Poisson distribution used because binomial would not converge
Among probands with complicated epilepsy, first degree family history of unprovoked seizure was not associated with clinical cut-offs or DSM oriented cut-offs for any of the behavioral disorders (Table 2). Similarly, there was no association between behavioral disorders and first degree family history of febrile seizures.
There were 114 probands with uncomplicated epilepsy whose parents completed a CBCL for the sibling control. Among the sibling controls, behavioral problems meeting the clinical cutoff occurred in 3 (2.6%) for Total Problems, 6 (5.3%) for Internalizing Problems, 1 (0.9%) for Withdrawn-Depressed, 2 (1.8%) for Aggressive Behavior, and 1 (0.9%) for Delinquent Behavior. There were no sibling controls who met clinical cut-offs for Externalizing Problems, Anxious/Depressed, Somatic Complaints, Thought Problems, Attention Problems, or Intrusive Problems. Among sibling controls, the DSM cut-offs occurred in 1 (0.9%) for Affective Disorder were met for 1 (0.9%), 4 (3.5%) for Anxiety Disorder, 2 (1.8%) for Conduct Disorder, and 2 (1.8%) for Oppositional Defiant Disorder. There were no sibling controls meeting criteria for ADHD.

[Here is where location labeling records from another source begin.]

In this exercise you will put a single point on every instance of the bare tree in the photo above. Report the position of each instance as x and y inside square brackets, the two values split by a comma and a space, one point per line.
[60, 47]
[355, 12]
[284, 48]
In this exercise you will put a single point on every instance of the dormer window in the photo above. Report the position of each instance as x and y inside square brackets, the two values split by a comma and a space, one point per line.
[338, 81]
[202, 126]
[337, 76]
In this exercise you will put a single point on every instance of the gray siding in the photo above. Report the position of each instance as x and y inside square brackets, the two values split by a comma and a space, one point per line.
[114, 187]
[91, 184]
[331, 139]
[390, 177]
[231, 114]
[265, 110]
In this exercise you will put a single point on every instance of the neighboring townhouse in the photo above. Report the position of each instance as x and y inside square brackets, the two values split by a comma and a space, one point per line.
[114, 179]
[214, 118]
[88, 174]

In further adjustment for sibling history of the same behavioral disorder as the proband, family history of unprovoked seizure in first degree relatives was significantly associated with clinical cut-offs for Total Problems and Aggressive Behavior in uncomplicated epilepsy. Associations for Internalizing Disorder, Withdrawn/Depressed and the DSM cut-off for Anxiety Disorder, though virtually unchanged, were no longer statistically significant.
Discussion
We found evidence suggesting an association between a first degree family history of unprovoked seizure and the occurrence of behavioral disorders in probands with uncomplicated epilepsy which persisted after adjustment for age at interview, gender and ever having been in a 5-year remission. Further adjustment for a history of behavioral disorders in a subset of the probands with sibling controls indicated that there was still a statistically significant association between family history of epilepsy and the clinical cut-offs for Total Problems and Aggressive Behavior. By contrast, we observed no associations in probands with complicated epilepsy. Among probands with complicated epilepsy, there was limited statistical power as only 9 (9.5%) of these probands had a first degree family history of unprovoked seizure compared to 21.2% of those with uncomplicated epilepsy. This underscores both the lesser role of genetic factors in complicated epilepsy in contrast to uncomplicated epilepsy.
Our results support the hypothesis of a common underlying genetic predisposition for epilepsy and behavioral disorders in children with uncomplicated epilepsy. Discrepant findings by etiology of epilepsy may be explained by the known structural or metabolic insults which alone are sufficient to increase seizure risk in the children with complicated epilepsy and overwhelm any additional influence of genetic factors, especially in a sample of this size. These factors are not present in children with uncomplicated epilepsy in whom genetic or other environmental factors play a greater role in the development of epilepsy.
The presence of general psychopathology involving a wide range of disorders is suggested by the association between first degree family history of unprovoked seizure and the clinical cut-off for Total Problems in uncomplicated epilepsy even after adjustment for Total Problems in sibling controls. The specific association with Aggressive Behavior supports this notion as aggressive behavior is a symptom found in patients with a wide range of psychiatric disorders, including depression, generalized anxiety disorder, schizophrenia, bipolar disorder, post-traumatic stress disorder, obsessive compulsive disorder, and conduct disorder (Kohn & Asnis, 2003).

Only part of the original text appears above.